Frequently Asked Questions
Answers to some frequently asked questions about Jaeger.
Why is the Dependencies page empty?
The Dependencies page shows a graph of services traced by Jaeger and connections between them. When you are using in-memory storage, the graph is calculated on-demand from all the traces stored in memory. However, if you are using real distributed storage like Cassandra, Elasticsearch, or OpenSearch it is too expensive to scan all the data in the database to build the service graph. Instead, the Jaeger project provides “big data” jobs that can be used to extract the service graph data from traces:
- https://github.com/jaegertracing/spark-dependencies - the older Spark job that can be run periodically
- https://github.com/jaegertracing/jaeger-analytics - the new (experimental) streaming Flink jobs that run continuously and builds the service graph in smaller time intervals
Why do I not see any spans in Jaeger?
Please refer to the Troubleshooting guide.
What is the recommended storage backend?
The Jaeger team recommends Elasticsearch or OpenSearch as the storage backend over Cassandra, for the following reasons:
Cassandra is a key-value database, so it is more efficient for retrieving traces by trace ID, but it does not provide the same powerful search capabilities as OpenSearch. Effectively, the Jaeger backend implements the search functionality on the client side, on top of k-v storage, which is limited and may produce inconsistent results (see issue-166 for more details). OpenSearch does not suffer from these issues, resulting in better usability. OpenSearch can also be queried directly, e.g. from Kibana dashboards, and provide useful analytics and aggregations.
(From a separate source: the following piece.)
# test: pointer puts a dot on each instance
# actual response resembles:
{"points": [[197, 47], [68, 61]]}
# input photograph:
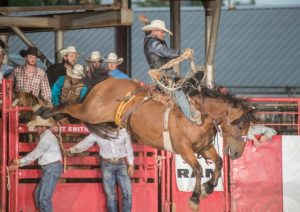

Based on past performance experiments we observed single writes to be much faster in Cassandra than OpenSearch, which might suggest that it may sustain higher write throughput. However, because the Jaeger backend needs to implement search capability on top of k-v storage, writing spans to Cassandra is actually subject to large write amplification: in addition to writing a record for the span itself, Jaeger performs extra writes for service name and operation name indexing, as well as extra index writes for every tag. In contrast, saving a span to OpenSearch is a single write, and all indexing takes place inside the OpenSearch node. As a result, the overall throughput to Cassandra is comparable with OpenSearch.
One benefit of Cassandra backend is simplified maintenance due to its native support for data TTL. In OpenSearch the data expiration is managed through index rotation, which requires additional setup (see Elasticsearch Rollover).
Why do Jaeger trace IDs look differently in Kafka and in the UI?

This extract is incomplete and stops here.